By 2012, RicHassani had returned to Nigeria with a degree in Energy Economics, ready to tow a fresh part as a singer. For an artist that had given over four irrecoverable years (2007 – 2011) of his life to music, it comes as no surprise that RicHassani’s music upon his return to Nigeria was driven by the need to gain profound rewards in the purse, and a large cheer amongst the crowd. Music had seen him risk it all.
Resolving to finally be himself instead of lurking under another’s shadow gave him the vista to rediscover his core talent and push on with it. This led to the creation and release of ‘Gentleman’ in December 2015.
“Gentleman is the first song I went to record at the studio and said you know what, let me just make a song that I personally like. Before, I was making songs that I felt people would like. With ‘Gentleman’, I was not thinking about people. I was not thinking about what was trendy at the moment. It was the first song that I really liked”.

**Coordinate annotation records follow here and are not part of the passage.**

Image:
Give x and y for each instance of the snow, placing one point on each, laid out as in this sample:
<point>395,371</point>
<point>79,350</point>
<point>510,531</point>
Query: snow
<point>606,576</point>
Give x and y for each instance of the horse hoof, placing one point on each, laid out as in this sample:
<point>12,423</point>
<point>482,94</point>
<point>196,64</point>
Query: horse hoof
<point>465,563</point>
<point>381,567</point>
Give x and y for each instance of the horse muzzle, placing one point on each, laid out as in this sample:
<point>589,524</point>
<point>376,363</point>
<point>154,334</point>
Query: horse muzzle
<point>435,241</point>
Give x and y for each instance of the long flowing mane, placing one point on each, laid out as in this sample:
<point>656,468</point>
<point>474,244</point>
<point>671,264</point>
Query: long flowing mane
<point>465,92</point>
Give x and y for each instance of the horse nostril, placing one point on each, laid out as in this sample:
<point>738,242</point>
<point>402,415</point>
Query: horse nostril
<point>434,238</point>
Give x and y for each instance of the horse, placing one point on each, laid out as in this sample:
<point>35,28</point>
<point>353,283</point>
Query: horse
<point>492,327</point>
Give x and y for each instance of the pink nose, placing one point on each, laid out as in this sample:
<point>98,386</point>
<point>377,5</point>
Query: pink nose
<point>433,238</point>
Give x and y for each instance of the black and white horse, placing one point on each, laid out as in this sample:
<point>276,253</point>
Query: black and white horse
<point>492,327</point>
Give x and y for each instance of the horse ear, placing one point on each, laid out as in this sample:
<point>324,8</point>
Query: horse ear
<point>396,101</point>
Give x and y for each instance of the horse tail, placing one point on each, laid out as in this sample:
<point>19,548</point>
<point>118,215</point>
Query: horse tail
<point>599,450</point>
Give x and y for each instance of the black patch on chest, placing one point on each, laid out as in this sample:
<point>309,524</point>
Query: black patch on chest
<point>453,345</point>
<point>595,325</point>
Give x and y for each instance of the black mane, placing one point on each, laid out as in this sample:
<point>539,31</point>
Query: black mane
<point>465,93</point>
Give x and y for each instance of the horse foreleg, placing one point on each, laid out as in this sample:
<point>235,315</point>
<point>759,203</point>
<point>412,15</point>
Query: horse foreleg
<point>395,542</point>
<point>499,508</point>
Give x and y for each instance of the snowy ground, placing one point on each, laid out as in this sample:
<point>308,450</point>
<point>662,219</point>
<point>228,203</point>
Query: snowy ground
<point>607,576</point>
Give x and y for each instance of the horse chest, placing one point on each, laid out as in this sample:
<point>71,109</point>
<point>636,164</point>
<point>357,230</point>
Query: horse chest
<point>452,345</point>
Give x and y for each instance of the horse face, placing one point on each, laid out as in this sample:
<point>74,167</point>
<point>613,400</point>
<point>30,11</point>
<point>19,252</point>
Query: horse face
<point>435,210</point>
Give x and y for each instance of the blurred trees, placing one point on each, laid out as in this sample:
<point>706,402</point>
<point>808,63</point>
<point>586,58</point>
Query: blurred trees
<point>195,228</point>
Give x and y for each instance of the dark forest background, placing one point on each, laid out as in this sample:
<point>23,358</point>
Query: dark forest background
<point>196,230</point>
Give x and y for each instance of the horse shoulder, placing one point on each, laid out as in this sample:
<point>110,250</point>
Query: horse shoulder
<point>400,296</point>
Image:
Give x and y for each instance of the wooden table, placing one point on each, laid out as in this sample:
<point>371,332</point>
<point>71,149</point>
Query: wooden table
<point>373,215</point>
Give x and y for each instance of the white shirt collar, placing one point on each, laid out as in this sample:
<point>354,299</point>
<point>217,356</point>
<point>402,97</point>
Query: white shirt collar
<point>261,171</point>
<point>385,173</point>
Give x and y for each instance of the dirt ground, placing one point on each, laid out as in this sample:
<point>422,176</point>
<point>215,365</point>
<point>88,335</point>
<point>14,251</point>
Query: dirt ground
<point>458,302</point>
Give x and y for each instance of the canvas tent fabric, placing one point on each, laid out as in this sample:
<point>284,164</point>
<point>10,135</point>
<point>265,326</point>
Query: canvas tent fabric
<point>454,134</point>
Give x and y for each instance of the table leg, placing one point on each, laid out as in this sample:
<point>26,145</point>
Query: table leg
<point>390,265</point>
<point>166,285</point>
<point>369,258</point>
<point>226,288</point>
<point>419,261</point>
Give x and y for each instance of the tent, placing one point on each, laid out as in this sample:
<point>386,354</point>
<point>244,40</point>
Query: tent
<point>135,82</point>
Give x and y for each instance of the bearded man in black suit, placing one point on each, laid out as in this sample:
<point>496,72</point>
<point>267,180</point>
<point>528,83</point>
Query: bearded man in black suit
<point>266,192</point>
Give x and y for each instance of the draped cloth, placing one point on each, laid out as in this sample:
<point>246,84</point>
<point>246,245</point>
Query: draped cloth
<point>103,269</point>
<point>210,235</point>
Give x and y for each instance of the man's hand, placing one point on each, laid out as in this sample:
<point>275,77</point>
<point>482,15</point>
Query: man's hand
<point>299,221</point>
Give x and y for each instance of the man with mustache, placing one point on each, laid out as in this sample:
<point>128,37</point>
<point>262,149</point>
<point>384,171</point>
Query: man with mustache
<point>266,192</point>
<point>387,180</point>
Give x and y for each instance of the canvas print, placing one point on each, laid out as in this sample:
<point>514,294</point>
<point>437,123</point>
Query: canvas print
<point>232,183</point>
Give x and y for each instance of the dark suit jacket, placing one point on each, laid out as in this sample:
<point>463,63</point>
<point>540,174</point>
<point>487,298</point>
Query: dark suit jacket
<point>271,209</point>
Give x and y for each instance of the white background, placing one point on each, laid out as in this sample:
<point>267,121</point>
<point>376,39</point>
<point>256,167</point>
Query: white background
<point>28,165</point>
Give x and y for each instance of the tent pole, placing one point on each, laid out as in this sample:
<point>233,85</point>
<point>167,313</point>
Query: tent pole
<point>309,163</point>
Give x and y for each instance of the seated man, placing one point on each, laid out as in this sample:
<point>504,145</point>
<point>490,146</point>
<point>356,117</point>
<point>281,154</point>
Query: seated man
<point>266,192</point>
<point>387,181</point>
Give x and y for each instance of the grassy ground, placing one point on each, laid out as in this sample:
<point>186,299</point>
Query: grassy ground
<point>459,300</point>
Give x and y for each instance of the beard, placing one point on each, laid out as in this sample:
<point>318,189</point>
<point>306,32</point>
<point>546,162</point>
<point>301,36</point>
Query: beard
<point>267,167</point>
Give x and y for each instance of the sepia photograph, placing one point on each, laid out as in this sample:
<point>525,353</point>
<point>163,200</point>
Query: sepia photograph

Today, RicHassani stands as a revered Nigerian singer whose music pops beyond the boundaries of the country. His ear-soothing sound can be abundantly accessed on his impressive 2017 debut album ‘The African Gentleman’. This album accommodates a slew of solid records, including the number-racking ‘Only You’. The love-anthem has garnered a cumulative of over 15 million YouTube views on the singer’s channel. Even more, his breakout hit, ‘Gentleman’, landed him multiple award nominations. These nominations include two Headies and 3 All Africa Music Awards (AFRIMA).
Hassani has also been collaborating with some of Africa’s biggest music stars. He has worked with the likes of Falz and Olamide. He has also performed with his boy-band across the continent. He recently explored the island of Mauritius in a musical tour which raked in N13million.
RicHassani held a solo concert at a 5,000 capacity open-air venue from which he made 30,000 dollars as was reported. He would later make three club appearances; one for 3,000 dollars and the others for 2,000 dollars each. Hence, 37,000 dollars which after conversion is a whopping sum of 13 million naira.
The singer also hosted a charity event that yielded up to 6,000 dollars from merch sales, autographed posters and donations. All proceeds from the charity event were donated to aid the academic pursuit of less privileged kids in the neighborhood through school supplies, et al.
On how he is expanding the reach of his music, Hassani reveals that his moves are mostly data-driven. “For Mauritius, our song was organically number two on the iTunes chart. So when I saw that, I decided to do sponsored ads on social media targeting them. We also reached out to some DJs and OAPs there, and naturally, show promoters started calling. The funny thing is that Mauritius is not an English speaking country. We even had to get translators during rehearsals. It’s crazy.”
Two years after his debut project, RicHassani has revealed that his sophomore album is ready, and will be released in the third quarter of the year. “August and September are my lucky months. My last album was 31st of August”.
On the direction of the forthcoming project, the singer reveals that it incorporates a more storytelling and conversational approach. The new album, as he explains, will carry heavier undertones, as opposed to his former, which was mostly acoustic.